全二重半二重二重通信EthernetCSMA/CD衝突
全二重・半二重通信について教えて

簡単に言うとこんな感じ!

全二重は「電話」、半二重は「トランシーバー(無線機)」のイメージだよ。電話は同時に話せるけど、トランシーバーは「どうぞ」って言ってから話すでしょ?それと同じ考え方がネットワークにもあるんだ!


全二重・半二重通信とは

全二重(Full Duplex)通信とは、送信と受信を同時に行える通信方式です。現代のEthernetスイッチとNICの接続はほぼすべて全二重で動作しており、データを双方向に同時に流せます。電話が典型例で、話しながら相手の声を同時に聞けます。

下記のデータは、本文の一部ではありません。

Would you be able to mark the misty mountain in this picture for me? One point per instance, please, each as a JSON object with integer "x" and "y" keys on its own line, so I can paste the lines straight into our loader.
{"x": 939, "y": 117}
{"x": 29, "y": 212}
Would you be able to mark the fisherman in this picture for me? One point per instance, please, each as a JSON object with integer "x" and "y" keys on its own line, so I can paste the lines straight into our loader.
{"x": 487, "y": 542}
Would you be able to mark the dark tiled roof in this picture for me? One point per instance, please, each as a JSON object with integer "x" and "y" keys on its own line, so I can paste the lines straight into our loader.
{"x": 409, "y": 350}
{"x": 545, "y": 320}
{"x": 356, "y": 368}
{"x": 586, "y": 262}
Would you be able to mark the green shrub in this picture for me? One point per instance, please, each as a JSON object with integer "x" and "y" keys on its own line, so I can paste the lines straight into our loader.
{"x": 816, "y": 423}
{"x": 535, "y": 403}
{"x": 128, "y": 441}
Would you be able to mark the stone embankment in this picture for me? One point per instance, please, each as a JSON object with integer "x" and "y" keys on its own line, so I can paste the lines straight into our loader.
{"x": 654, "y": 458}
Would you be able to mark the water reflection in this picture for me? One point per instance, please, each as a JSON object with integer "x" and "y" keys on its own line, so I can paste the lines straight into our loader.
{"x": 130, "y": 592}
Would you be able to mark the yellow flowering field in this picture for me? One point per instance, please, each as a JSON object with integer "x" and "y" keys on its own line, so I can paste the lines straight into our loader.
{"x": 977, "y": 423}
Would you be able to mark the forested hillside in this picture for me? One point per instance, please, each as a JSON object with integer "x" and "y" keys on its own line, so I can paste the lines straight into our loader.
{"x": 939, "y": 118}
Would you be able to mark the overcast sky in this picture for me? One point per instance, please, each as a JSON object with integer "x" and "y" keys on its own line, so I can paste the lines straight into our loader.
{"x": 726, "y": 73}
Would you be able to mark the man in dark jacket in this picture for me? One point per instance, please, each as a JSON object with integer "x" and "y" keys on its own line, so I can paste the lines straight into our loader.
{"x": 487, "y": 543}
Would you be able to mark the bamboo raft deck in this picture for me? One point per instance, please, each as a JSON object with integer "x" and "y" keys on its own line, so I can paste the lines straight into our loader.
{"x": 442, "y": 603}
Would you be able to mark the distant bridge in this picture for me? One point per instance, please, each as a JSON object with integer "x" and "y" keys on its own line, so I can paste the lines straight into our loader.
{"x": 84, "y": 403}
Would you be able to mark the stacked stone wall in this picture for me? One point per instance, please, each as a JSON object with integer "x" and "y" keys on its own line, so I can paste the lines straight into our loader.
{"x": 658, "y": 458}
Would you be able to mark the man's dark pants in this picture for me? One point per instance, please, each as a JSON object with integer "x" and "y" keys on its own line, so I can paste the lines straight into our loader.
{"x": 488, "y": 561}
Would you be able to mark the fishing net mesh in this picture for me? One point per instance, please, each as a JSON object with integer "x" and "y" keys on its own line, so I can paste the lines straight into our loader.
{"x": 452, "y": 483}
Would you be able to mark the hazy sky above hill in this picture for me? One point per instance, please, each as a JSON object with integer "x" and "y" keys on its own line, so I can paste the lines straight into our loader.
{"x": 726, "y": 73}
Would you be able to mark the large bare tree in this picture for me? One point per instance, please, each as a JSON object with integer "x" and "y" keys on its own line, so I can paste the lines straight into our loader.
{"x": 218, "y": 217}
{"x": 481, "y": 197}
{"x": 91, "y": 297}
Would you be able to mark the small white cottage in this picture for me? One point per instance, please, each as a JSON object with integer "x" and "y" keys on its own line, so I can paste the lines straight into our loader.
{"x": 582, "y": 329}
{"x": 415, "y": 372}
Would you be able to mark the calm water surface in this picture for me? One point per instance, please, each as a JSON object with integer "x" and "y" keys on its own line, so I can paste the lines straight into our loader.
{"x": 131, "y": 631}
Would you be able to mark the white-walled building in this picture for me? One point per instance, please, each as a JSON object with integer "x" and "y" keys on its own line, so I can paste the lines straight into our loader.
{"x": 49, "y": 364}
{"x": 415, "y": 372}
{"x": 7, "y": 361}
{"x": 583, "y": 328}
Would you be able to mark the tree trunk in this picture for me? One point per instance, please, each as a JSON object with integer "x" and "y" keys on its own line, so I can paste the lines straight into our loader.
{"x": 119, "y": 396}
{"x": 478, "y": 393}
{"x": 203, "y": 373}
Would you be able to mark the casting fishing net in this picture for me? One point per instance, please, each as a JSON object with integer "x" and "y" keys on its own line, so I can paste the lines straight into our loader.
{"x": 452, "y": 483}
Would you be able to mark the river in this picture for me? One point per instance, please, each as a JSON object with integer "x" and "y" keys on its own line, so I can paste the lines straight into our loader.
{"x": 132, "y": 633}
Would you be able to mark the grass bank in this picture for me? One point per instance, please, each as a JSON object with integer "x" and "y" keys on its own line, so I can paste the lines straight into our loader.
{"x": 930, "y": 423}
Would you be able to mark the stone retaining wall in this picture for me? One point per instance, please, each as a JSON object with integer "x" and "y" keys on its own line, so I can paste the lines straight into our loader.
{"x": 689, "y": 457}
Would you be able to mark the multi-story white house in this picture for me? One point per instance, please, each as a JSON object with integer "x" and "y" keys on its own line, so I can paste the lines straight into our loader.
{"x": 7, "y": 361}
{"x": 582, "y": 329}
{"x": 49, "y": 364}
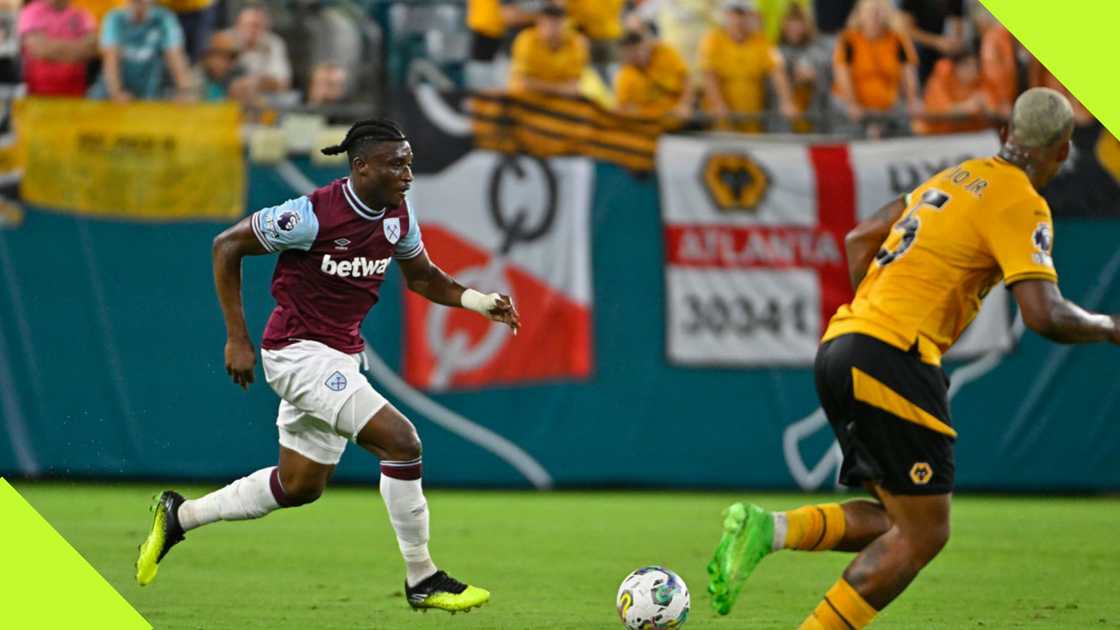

**半二重(Half Duplex)通信とは、送信と受信が交互にしか行えない通信方式です。同じ伝送路を共有するため、どちらか一方しか送信できません。複数の機器が同時に送信しようとすると衝突(コリジョン)**が発生するため、CSMA/CDという制御方式で調停が行われます。トランシーバーや古いハブ接続のEthernetが代表例です。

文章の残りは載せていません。